In the morning I wander the streets of Moshi, past the arched and domed mosques, past the old railway depot, past the primary schools where students in khaki shorts run screeching out the door, massive bookbags bouncing on their backs. I have lunch at the police canteen, where two giggling waitresses watch my every move. I buy a terrible painting from a guy who looks like he could use a break, I buy a CD of Tanzanian hip-hop, I buy another six-month supply of Lariam, though I’ve already been popping pills for the past year. The days are happy and peaceful here, and I’m not in the mood to go anywhere just yet.

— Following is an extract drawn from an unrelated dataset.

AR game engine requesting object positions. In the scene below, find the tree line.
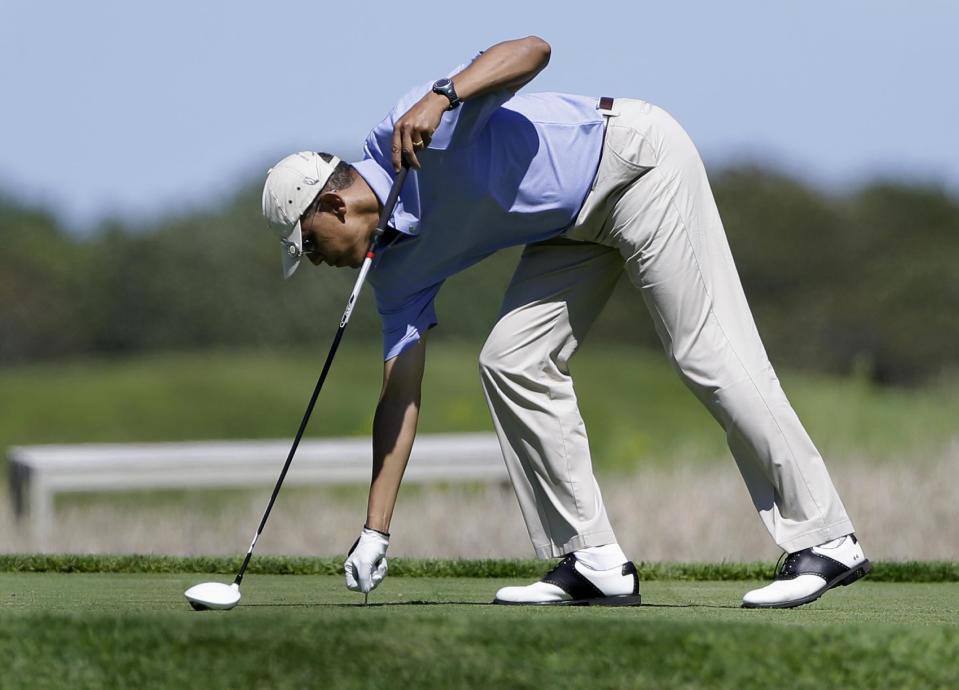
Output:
[0,167,959,384]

One night I take a taxi to the Glacier Bar, a popular ex-pat haunt on the outskirts of town, rumored to be showing the football on a big-screen TV. On that count the Glacier Bar disappoints, but on the count of drunken, orange-bedecked Dutch girls cheering for Holland, it’s a rousing success. I have a few drinks with an old Dutchman, Albert, who runs a safari company in Moshi. We talk about my work, and about his travels in Africa. He’s deep into a bottle of Konyagi by half-time, and his attention starts to wander in the second half. Suddenly, precipitously, he grows blindingly drunk. He staggers and sways and offers apologies at his drunkenness. Nearby a husky Tanzanian guy stands up, steps back from the bar, and collapses in a pile on the hardwood floor. We collect him into a chair and call for a taxi. Albert, leaning heavily on the bar, looks at me in a boozy haze.

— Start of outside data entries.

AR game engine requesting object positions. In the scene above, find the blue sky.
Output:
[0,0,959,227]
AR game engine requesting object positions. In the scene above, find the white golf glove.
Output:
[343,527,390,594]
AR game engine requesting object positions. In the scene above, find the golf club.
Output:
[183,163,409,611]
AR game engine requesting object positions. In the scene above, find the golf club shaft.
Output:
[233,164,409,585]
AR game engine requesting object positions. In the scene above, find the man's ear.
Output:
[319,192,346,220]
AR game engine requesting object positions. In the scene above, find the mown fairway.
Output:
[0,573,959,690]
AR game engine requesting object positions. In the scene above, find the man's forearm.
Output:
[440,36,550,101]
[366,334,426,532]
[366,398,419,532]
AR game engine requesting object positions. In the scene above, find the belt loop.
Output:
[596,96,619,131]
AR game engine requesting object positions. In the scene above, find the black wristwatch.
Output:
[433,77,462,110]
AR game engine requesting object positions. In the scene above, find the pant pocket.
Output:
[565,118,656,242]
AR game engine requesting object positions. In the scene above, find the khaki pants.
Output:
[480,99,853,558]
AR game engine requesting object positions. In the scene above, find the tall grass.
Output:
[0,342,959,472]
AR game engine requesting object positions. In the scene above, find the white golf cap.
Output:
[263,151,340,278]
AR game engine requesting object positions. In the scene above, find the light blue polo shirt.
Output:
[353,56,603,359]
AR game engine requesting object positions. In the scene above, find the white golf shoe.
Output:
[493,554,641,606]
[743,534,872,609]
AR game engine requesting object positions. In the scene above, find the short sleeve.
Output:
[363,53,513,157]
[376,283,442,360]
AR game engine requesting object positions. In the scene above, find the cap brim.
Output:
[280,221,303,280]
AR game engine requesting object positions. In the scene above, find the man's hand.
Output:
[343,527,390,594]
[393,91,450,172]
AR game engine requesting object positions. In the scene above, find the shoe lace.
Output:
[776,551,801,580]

“You are one of the ones who really understands,” he says, and then his voice trails off. I lean forward, eager for the sage-like pronouncement he was about to levy on the world. What, exactly, do I understand? He stands up and sways boozily to the side, and then he, too, is in a heap on the floor. Certain morals involving the Glacier Bar and Konyagi are becoming crystal clear. I help him into a chair and call for another taxi. While I’m hunched over him, offering reassurances and giving his shoulder a sympathetic squeeze, I notice our Tanzanian friend has staggered off. In the distance I see his large, tipsy silhouette making its way toward the front gate. He stops to exchange a few words with the askari, rocks heavily to the side, and then he staggers into the night.